Si à court terme, cette politique conciliante devrait être profitable aux investisseurs en crédit, nous mettons sérieusement en garde concernant le fait que l’efficacité de cette approche sur le long terme ne doit pas être extrapolée ni tenue pour acquise. Nous avons des doutes quant à la viabilité de la dette des États, et nous sommes conscients que les entreprises doivent encore réduire leur endettement. Nous remarquons ces derniers temps que les spreads des obligations IG se sont en grande partie normalisés. Démarrant l’année à +100 pb, ils sont montés à 340 pb, pour aujourd’hui s’établir à +130 pb7.

La prime de liquidité demeure élevée dans le contexte de la relance et des aides fournies par les autorités.
Claude Ewen

Claude Ewensales director LuxembourgColumbia Threadneedle Investments

Ces niveaux continuent de rémunérer les investisseurs pour leur exposition aux risques de liquidité et de défaut. La prime de liquidité demeure élevée dans le contexte de la relance et des aides fournies par les autorités, en particulier si l’on se penche sur l’écart entre les spreads des obligations d’entreprises et les spreads des CDS. De plus, les taux de défaut implicites ressortant des spreads du crédit IG sont nettement supérieurs aux niveaux moyens historiques. Le taux de défaut cumulé historique sur 5 ans s’établit à environ 0,9% pour les obligations IG (soit près de 0,2% par an)8.

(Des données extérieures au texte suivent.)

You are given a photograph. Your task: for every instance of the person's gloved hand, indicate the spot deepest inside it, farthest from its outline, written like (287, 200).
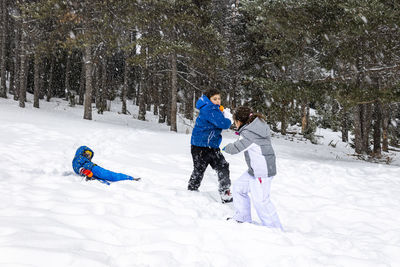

Toutefois, ces taux de défaut sont largement inférieurs à ceux du crédit High Yield, car les émetteurs Investment Grade sont généralement déclassés en catégorie spéculative avant d’être en défaut.

Nous reconnaissons que les risques de rétrogradation sont plus élevés que jamais. Les défauts d’entreprises de rang spéculatif devraient également perdurer, notamment parmi les petites entreprises des secteurs les plus exposés à la crise.

Par conséquent, la création de valeur dans le crédit IG proviendra davantage de la sélection des titres et des émetteurs.

Il est également possible de dégager de la valeur en évitant les candidats à la rétrogradation et en recherchant les entreprises promptes à se désendetter.

1 Institute of International Finance, Global Debt Monitor, avril 2020.

2 FMI, mai 2020/analyse Columbia Threadneedle, juin 2020.

3 Données de l’Institute of International Finance relatives à la dette mondiale, janvier 2020.

4 JP Morgan, «Flows and Liquidity – More Debt, more liquidity, more asset reflation», juillet 2020.

5 Institute of International Finance, Global Debt Monitor, janvier 2020.

6 Deutsche Bank, Macro Credit Brief, juillet 2020.

7 Bloomberg, juin 2020.

8 Deutsche Bank, Default Seems to Be the Hardest Word, mai 2020.